Fully asynchronous C implementation of the Raft consensus protocol.
The library has modular design: its core part implements only the core Raft algorithm logic, in a fully platform independent way. On top of that, a pluggable interface defines the I/O implementation for networking (send/receive RPC messages) and disk persistence (store log entries).
A stock implementation of the I/O interface is provided when building the library with default options. It is based on libuv and should fit the fast majority of use cases.
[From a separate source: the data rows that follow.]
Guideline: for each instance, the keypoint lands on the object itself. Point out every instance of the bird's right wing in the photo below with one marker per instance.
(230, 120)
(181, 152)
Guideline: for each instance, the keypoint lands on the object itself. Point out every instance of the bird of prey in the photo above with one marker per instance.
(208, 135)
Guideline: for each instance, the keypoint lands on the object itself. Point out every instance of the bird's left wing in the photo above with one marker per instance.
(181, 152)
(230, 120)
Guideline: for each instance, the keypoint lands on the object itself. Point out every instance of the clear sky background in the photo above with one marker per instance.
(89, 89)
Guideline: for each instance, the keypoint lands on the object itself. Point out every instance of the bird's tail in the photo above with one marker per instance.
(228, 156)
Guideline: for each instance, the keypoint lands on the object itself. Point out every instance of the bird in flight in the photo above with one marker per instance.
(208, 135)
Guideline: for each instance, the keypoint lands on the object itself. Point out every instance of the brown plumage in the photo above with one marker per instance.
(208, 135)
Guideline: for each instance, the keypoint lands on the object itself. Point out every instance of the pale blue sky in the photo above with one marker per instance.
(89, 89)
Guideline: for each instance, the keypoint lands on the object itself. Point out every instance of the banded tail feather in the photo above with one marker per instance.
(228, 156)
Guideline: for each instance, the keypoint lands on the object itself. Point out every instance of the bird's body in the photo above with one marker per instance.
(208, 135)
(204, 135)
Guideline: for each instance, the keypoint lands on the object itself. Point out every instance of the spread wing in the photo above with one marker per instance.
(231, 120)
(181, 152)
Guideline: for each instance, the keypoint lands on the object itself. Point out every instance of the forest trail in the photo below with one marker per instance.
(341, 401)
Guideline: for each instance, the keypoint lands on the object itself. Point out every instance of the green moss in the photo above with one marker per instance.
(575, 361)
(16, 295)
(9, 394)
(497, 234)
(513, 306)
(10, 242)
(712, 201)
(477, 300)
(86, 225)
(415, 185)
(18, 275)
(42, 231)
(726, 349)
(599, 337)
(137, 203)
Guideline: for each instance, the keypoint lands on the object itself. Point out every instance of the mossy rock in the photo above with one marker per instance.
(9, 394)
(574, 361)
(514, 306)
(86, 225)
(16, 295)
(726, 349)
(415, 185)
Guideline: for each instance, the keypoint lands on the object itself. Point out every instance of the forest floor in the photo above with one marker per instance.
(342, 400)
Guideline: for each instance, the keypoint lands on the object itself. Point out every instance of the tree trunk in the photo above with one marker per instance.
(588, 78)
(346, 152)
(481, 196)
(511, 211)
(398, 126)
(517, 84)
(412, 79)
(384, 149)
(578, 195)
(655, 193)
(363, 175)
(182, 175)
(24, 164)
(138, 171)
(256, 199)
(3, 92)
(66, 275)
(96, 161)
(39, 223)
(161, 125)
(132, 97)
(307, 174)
The only catch is that it requires Linux, since it uses the Linux AIO API for disk I/O. Patches are welcome to add support for more platforms.
See raft.h for full documentation.
This implementation includes all the basic features described in the Raft dissertation:
- Leader election
- Log replication
- Log compaction
- Membership changes
It also includes a few optional enhancements:
- Optimistic pipelining to reduce log replication latency
- Writing to leader's disk in parallel
- Automatic stepping down when the leader loses quorum
autoreconf -i
./configure
make
The best way to understand how to use the library is probably reading the code of the example server included in the source code.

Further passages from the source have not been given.